The cancer-activated protease enzymes, Plasmin and Thrombin respectively, dramatically increase the amount of Fibrin Degradation Products (FDP’s) in cancer patients relative to non-cancer patients.

Therefore, FDP’s are over produced in cancer patients because cancer cells release the activators for the proteolytic enzymes that cleave Fibrin and Fibrinogen to form FDP.

CST’s Cancer test selectively measures FDP’s (such as the unique epitopes resulting from the proteolytic degradation of Fibrinogen), formed outside cancer cells in the extracellular matrix and extracellular milieu.
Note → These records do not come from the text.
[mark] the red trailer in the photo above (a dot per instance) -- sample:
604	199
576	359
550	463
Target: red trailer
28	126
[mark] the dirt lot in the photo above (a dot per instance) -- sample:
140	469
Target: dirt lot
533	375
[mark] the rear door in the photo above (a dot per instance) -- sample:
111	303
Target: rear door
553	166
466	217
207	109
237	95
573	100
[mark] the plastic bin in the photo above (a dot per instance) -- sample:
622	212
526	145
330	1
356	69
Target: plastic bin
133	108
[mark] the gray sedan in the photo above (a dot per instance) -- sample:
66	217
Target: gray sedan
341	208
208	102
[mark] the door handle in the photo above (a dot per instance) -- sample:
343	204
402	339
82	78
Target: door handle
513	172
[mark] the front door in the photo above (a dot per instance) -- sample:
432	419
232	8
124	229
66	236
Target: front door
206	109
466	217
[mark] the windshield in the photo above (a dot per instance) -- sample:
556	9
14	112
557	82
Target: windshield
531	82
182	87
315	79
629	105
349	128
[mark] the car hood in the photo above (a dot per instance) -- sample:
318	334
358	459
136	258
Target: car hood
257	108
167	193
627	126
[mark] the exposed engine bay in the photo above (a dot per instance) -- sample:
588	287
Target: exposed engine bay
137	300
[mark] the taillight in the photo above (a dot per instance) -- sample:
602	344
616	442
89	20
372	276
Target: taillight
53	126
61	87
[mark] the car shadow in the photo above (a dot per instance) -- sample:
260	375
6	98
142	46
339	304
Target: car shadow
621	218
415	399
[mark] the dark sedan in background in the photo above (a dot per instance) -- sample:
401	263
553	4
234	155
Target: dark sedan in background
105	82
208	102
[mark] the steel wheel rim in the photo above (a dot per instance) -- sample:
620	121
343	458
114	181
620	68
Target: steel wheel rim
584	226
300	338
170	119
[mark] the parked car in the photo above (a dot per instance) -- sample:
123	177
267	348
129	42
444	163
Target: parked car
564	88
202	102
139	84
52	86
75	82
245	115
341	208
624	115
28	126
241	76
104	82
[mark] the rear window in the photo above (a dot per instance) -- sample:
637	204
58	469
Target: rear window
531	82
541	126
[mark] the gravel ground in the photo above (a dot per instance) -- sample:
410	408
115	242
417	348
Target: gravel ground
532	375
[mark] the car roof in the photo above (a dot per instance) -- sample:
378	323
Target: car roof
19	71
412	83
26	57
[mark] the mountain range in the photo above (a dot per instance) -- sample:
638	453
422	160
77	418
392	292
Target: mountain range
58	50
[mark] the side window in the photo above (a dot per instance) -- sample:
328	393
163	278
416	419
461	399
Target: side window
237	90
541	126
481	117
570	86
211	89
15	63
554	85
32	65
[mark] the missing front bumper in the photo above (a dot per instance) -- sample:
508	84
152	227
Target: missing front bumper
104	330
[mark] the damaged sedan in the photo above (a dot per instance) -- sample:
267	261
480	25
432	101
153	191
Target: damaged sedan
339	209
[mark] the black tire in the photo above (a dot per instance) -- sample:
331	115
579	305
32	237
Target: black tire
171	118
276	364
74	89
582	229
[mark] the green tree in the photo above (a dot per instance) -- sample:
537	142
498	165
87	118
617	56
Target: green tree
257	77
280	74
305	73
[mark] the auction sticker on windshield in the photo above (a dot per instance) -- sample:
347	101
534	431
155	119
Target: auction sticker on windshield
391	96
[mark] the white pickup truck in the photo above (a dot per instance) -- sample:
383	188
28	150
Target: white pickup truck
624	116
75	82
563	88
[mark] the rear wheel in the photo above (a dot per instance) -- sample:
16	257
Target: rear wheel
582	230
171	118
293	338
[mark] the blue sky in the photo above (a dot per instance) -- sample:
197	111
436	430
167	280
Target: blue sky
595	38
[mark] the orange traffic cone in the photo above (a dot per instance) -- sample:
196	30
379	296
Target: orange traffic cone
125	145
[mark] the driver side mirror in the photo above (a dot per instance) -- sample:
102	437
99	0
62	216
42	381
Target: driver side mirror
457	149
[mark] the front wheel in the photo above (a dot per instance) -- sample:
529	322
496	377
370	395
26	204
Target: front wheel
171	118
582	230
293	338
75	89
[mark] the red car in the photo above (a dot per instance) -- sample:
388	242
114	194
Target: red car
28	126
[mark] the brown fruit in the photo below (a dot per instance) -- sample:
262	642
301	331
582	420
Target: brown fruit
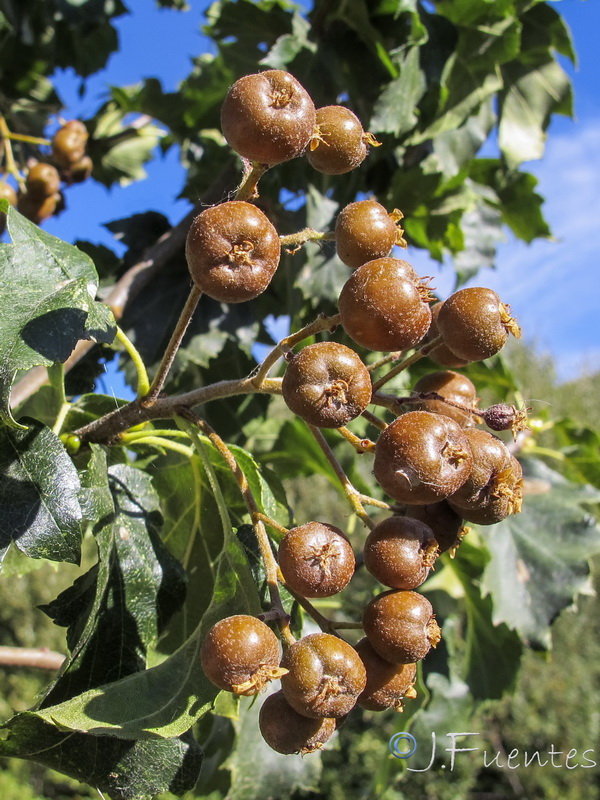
383	309
421	458
316	559
39	210
400	552
365	231
387	684
340	145
441	354
232	251
42	181
495	488
325	676
327	385
68	143
401	626
287	732
268	117
240	654
475	324
451	386
446	524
These epitopes are not present in the native fibrinogen molecule.

As described above, the concurrent formation of Fibrin by plasminogen activators found in high levels in malignant cells and the secretion of proteases (some of which act on the proteins of the coagulation cascade in malignant conditions), cause a resultant increase in the amount of FDP’s in cancer patients.

The extent of proteolytic degradation can be correlated with theactivity of tumour cells and used indirectly to evaluate their tumour burden or degree of malignancy.

CST’s Tumour Markers measure the increased protease activity around growing tumours and their release of FDP’s at a higher rate into the interstitial fluid by cancer cells compared to normal cells.

In summary, CST’s Cancer Test detects the breakdown products that result from the disregulation of clot-forming or clot-dissolving processes in cancer patients, effectively qualifying and quantifying the amount of tumour marker present.